Since the disease is very easy to spread and can penetrate the arachnoid membrane, causing purulent meningitis and ventriculitis, it is very important to treat and drain the abscess in time through surgical cranial drilling and drainage or craniotomy to remove the abscess. Preoperative and postoperative antibiotics should be applied, and the duration of antibiotics should not be less than 4 weeks. In addition, the primary focus should be actively treated. Patients with seizures should be treated with antiepileptic drugs for 12-18 months.

(iii) Epidural abscesses

Different surgical methods are used to deal with different sources of infection, but regardless of the type of surgery, a sufficient amount of antibiotics should be used before and after surgery until a few days after the symptoms have disappeared, and antibiotics are usually required for more than 6 weeks.

1. Cranial drilling and drainage

For epidural abscesses without cranial osteomyelitis.

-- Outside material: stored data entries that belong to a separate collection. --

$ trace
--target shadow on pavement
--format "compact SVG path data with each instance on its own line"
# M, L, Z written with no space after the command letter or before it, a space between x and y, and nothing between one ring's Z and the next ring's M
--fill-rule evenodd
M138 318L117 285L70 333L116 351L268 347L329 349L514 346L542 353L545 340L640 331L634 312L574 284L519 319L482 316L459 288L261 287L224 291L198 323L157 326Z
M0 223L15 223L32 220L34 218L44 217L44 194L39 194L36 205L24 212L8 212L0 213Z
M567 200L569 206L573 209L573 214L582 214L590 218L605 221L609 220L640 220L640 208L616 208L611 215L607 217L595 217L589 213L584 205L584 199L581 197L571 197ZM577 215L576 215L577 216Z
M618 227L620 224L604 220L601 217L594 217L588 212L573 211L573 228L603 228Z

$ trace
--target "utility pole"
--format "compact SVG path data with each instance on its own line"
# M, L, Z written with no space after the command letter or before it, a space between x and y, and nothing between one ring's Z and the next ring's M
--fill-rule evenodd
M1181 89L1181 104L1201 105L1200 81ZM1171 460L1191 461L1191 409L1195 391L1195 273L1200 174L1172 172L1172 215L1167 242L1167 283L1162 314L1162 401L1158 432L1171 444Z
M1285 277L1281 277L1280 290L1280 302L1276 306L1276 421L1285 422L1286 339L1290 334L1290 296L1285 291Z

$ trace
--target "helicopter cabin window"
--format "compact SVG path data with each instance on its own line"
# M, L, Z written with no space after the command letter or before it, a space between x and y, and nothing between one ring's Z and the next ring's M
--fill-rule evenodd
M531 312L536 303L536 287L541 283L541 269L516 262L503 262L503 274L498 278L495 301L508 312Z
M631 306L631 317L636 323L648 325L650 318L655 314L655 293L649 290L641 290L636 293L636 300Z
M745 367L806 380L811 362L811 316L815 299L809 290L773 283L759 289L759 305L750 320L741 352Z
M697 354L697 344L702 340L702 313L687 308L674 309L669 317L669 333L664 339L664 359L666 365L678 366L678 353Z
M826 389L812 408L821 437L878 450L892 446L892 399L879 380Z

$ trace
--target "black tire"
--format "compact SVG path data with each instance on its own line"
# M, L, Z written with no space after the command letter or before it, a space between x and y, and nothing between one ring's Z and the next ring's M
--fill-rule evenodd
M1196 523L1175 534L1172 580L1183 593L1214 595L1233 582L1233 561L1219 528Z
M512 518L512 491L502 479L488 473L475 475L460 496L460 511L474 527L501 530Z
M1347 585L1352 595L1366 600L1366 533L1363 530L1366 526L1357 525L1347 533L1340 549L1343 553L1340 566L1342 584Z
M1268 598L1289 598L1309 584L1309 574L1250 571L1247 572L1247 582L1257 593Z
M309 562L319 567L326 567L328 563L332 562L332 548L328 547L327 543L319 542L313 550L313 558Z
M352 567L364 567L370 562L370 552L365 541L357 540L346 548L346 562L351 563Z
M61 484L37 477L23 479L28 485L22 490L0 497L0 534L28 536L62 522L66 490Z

If necessary, it is necessary to open the interspace between the abscesses through neuroendoscopy and provide adequate drainage.

2. Removal of infected foci

It is suitable for extradural abscesses secondary to cranial osteomyelitis, and should be performed on the basis of adequate drainage to completely remove lifeless dead bone and granulation tissue.

3. Treatment of primary foci

Abscesses caused by frontal sinusitis, apophysitis, and retrobulbar infections should be removed together with the primary foci and other radical treatments.